Household waste site in North Norfolk’s National Landscape
The Court of Appeal has upheld the grant of planning permission for a new household waste and recycling centre in the National Landscape of north Norfolk – more than 10 years after the existing site was found to be no longer fit for purpose.
This morning, the Court of Appeal handed down judgment in R (Hilltop Experiences Ltd) v Norfolk County Council [2026] EWCA Civ 541 and rejected a challenge to a decision of Norfolk County Council to grant planning permission for the development of a replacement household waste recycling centre (HWRC) near Sheringham in Norfolk.
The site in question lies immediately to the north of the existing HWRC, on the opposite site of the road giving access to the Appellant’s outdoor education business. Both sites are located in the Norfolk Coast National Landscape.
The claim for judicial review was brought on six grounds, including a failure to consider alternative sites for the development outside the National Landscape, and breach of the public sector equality duty, and it was dismissed on all grounds by Mrs Justice Lieven in June 2025.
The main question on appeal was whether the Council had been required to take into account a site outside the National Landscape (a working quarry) which had been identified in 2019 during a site selection process but discounted when the owner “did not engage”. It was argued by the appellant that the existence of that quarry as a potential alternative was a mandatory material consideration and that the advice given to the Council was materially misleading since it failed to recognise that the owner of the quarry had engaged with the site selection process.
It was admitted that the Council had not taken the quarry site into account.
The Court of Appeal has dismissed the appeal, essentially because the officers’ report made it clear that officers could not be sure that no alternative, policy-compliant site existed outside the National Landscape. It was on that understanding that the application had been recommended for approval despite its being a departure from the development plan.
The judgment provides a helpful re-statement of when consideration of alternative sites or schemes to that for which planning permission is sought becomes a mandatory material consideration which must be taken into account.

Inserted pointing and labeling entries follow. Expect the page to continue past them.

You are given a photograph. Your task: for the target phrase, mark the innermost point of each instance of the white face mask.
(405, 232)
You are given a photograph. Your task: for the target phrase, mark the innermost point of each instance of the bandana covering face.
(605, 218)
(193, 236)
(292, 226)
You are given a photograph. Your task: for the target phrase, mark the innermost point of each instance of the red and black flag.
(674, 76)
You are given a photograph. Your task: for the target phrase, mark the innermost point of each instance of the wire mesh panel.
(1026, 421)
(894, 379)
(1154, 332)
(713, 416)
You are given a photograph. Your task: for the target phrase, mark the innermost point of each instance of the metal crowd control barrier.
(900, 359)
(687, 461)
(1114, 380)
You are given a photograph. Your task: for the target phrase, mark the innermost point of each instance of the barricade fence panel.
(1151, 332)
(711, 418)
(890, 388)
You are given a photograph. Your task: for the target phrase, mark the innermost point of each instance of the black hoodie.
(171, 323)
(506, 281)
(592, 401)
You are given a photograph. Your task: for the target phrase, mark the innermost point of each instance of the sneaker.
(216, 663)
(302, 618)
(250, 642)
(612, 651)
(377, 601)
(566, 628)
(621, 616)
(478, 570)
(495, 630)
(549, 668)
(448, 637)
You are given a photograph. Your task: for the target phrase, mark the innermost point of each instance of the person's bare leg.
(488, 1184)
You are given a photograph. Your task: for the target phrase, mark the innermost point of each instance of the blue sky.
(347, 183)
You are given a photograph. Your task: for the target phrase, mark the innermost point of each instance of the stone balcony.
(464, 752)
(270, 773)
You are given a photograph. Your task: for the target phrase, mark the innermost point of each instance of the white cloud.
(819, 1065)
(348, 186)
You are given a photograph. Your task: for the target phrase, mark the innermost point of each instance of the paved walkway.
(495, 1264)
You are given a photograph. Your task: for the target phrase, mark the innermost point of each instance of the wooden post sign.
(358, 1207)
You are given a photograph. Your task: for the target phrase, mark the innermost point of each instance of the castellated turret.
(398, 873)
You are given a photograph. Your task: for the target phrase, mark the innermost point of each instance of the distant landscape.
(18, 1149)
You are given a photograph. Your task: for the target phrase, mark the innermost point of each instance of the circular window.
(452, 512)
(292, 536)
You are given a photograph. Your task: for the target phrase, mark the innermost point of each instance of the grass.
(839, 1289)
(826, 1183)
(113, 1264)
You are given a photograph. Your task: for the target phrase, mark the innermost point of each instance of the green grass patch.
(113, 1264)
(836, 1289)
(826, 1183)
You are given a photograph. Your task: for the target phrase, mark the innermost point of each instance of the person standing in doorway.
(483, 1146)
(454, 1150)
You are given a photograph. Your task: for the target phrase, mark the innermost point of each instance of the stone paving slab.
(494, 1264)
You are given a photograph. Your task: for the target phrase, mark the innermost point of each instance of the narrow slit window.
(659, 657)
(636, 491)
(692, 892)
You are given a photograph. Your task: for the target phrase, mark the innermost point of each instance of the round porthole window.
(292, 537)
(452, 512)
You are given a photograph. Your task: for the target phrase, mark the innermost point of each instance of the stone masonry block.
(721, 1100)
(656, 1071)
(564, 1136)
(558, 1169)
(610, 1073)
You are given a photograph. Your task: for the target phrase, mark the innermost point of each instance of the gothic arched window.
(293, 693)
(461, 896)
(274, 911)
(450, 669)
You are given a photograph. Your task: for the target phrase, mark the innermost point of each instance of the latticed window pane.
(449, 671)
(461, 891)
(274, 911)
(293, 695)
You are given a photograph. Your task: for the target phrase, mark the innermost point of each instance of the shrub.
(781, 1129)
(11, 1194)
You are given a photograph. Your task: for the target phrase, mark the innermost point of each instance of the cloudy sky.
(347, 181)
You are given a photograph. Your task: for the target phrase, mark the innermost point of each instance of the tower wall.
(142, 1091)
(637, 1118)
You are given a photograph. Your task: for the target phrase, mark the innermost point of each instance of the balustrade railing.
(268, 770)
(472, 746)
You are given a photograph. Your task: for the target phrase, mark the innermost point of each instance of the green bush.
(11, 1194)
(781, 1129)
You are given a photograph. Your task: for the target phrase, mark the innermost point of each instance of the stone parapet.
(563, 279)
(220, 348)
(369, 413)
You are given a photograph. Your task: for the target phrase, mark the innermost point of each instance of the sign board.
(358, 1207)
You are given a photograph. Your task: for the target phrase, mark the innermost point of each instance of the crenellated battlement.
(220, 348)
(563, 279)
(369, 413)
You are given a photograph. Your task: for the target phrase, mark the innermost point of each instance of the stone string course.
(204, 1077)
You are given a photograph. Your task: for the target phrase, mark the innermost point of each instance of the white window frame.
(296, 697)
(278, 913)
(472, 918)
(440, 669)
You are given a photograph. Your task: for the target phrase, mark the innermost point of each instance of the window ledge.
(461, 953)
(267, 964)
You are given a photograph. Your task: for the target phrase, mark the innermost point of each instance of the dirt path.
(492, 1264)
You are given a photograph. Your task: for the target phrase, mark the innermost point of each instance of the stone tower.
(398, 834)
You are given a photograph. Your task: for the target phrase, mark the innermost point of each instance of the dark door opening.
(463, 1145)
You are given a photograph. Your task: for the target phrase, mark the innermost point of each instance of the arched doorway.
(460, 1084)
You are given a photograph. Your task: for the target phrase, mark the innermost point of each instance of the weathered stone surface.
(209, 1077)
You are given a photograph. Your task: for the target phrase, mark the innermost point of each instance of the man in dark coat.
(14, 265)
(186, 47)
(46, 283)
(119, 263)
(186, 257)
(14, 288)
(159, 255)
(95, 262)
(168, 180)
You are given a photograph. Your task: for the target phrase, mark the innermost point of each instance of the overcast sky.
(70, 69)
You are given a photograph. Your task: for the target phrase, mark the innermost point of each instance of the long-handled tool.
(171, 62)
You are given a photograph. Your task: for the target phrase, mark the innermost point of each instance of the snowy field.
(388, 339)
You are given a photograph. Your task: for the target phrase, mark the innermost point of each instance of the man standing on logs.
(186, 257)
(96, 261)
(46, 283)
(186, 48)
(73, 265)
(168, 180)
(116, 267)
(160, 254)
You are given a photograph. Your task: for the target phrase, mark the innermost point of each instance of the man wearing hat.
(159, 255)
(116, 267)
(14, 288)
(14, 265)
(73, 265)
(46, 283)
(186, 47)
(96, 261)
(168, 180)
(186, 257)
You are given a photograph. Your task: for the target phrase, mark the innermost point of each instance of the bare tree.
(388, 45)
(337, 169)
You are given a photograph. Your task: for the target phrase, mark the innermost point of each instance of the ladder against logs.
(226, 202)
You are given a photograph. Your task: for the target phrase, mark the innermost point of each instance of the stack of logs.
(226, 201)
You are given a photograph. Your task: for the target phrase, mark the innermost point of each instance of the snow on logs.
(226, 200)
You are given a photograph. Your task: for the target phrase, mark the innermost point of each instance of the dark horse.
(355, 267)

As Dove LJ put it at §24 “If the challenge is based upon the failure to have regard to alternative sites it will be necessary to find a legal basis for the conclusion that the decision-maker was compelled (rather than merely empowered) to take alternative sites into account…. It is necessary to show that the question of alternative sites was a consideration which the statute expressly or impliedly (because it was obviously material) required to be taken into account as a matter of legal obligation.”
It also clears the way for a much-needed new HWRC to be brought forward, almost 11 years after the existing HWRC was found to be no longer fit for purpose.
Harriet Townsend KC and Matt Lewin represented Norfolk County Council, instructed by Jodie Cunnington-Brock and Will Elliot at nplaw.